While it's just speculation, I have a feeling that the timing of the SEC starting to build a case was around the time Gallagher (who himself was an SEC commissioner and a securities law expert) testified before Congress that the SPBD program (special purpose broker-dealer program) was a complete failure and a waste of resources. Specifically:
"When SEC Chairman Gensler said 'join and register' in 2021, we did just that," Gallagher stated during a House Agriculture Committee cryptocurrency hearing in June 2023. "We went through a 16-month process with SEC staff trying to register as a special purpose broker-dealer. Then, in March, we were told that the process was over and our efforts would yield no results."
Therefore, to summarize, after seemingly refusing to issue the license to the company, the SEC announced its intention to sue the company for failing to register for the license (although to be precise, the SPBD license is issued by the self-regulatory organization FINRA).
This fits a long-standing pattern. Since taking office in 2021, SEC Chairman Gary Gensler has been committed to curbing the cryptocurrency industry, which he believes falls within his jurisdiction (a controversial view). Following the collapse of FTX, these efforts have ramped up sharply, particularly embarrassing for U.S. regulators given Sam Bankman-Fried's close ties to them.
The SEC is now investing a disproportionately large amount of time and money to sue cryptocurrency companies of all sizes. Since November of last year, the agency has filed lawsuits against at least one cryptocurrency company each month, most of which have gone unnoticed and typically end in settlements.
"The SEC just issued a Wells notice to Robinhood. The number of notices they've sent out regarding cryptocurrency in recent months is staggering. It's hard to imagine they would (or could) take so many enforcement actions simultaneously," Variant Fund's legal head Jake Chervinsky stated on X. "It seems they are now abusing the Wells process as a form of intimidation."

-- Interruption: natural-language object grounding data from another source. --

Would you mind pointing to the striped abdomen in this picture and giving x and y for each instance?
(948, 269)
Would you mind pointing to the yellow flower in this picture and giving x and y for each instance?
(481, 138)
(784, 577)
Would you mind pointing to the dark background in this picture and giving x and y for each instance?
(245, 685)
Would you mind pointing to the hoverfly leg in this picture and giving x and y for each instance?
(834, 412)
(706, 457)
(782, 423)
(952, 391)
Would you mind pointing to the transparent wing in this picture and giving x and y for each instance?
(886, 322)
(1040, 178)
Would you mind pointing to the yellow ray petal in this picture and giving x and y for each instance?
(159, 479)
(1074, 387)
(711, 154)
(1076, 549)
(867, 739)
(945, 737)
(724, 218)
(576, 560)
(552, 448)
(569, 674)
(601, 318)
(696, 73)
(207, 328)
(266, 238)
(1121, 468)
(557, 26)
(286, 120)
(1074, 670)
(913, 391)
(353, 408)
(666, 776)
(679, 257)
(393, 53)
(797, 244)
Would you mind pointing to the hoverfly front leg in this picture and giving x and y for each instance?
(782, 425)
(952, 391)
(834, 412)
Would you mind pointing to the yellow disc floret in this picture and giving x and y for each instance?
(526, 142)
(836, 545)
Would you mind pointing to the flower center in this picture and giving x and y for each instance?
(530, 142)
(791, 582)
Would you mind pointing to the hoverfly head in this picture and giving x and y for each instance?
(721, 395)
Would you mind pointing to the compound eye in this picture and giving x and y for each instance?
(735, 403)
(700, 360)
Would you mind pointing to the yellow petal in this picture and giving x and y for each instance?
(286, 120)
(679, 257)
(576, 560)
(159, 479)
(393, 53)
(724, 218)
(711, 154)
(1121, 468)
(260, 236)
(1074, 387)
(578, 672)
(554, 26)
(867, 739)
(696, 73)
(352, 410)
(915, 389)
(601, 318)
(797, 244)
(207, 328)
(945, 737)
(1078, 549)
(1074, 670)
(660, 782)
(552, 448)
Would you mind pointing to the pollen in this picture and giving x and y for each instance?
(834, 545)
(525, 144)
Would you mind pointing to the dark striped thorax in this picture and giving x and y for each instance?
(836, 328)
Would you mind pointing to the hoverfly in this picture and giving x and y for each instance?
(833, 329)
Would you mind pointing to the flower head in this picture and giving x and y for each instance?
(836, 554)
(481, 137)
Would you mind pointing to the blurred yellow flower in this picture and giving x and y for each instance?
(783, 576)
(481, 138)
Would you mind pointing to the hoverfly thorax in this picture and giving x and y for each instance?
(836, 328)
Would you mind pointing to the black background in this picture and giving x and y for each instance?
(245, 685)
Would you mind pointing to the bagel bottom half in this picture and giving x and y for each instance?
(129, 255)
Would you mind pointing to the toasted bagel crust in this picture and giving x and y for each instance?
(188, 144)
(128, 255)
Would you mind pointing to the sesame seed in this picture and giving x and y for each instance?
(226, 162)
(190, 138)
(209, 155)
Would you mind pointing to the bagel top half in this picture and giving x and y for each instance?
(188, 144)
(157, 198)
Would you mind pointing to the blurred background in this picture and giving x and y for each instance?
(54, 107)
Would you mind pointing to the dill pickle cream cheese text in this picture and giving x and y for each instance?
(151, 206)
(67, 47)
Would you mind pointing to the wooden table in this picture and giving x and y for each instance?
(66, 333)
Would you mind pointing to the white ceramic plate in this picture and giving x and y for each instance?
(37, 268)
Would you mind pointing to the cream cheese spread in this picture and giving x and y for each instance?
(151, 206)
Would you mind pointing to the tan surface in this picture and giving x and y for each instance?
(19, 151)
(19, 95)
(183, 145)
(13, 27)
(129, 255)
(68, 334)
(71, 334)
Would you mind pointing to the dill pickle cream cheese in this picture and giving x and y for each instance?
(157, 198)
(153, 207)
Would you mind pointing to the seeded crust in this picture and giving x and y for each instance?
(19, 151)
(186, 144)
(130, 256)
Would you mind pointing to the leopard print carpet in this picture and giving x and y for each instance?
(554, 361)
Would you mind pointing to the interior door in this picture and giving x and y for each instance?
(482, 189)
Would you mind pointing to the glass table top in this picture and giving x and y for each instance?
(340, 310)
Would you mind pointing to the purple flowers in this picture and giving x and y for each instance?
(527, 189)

In a sense, these lawsuits—especially those against well-known companies like Coinbase and Robinhood—are an attempt to indicate that cryptocurrency is essentially lawless. This is not solely the SEC's fault but also a result of Congress's neglect of cryptocurrency regulation for over a decade and the current partisan gridlock.
Beau J. Baumann, a PhD student at Yale Law School and co-author of an influential cryptocurrency law paper, stated in an interview with CoinDesk, "I don't know why the SEC is doing this. But the rules can't be changed now." "In that sense, the whole thing lacks sincerity. If the enforcement actions are illegal, then making rules becomes even more obvious."
"Congress should enact new legislation to avoid legal pitfalls, but I'm not sure they will actually do that," Baumann added. Gensler has directly stated that he believes cryptocurrency does not need specific legislation or guidance because he considers all cryptocurrencies, except Bitcoin, to operate like securities.
Although the SEC has achieved some legal victories, it has also suffered many courtroom defeats. It remains unclear whether Robinhood will actually be taken to court, and if it is sued, whether it will launch its own legal counterattack like Coinbase and ConsenSys.
If there is any good news here, it is that after years of trying to swallow the entire cryptocurrency market, Gensler's SEC may have bitten off more than it can chew. Robinhood's stock price fell in pre-market trading that day but later rebounded, which somewhat indicates that the market is not taking this action seriously, at least substantively.
After all, even if the SEC wins, it is hard to imagine what substantial benefits would come from preventing people from trading Stellar Lumens (XLM) or Dogecoin (DOGE).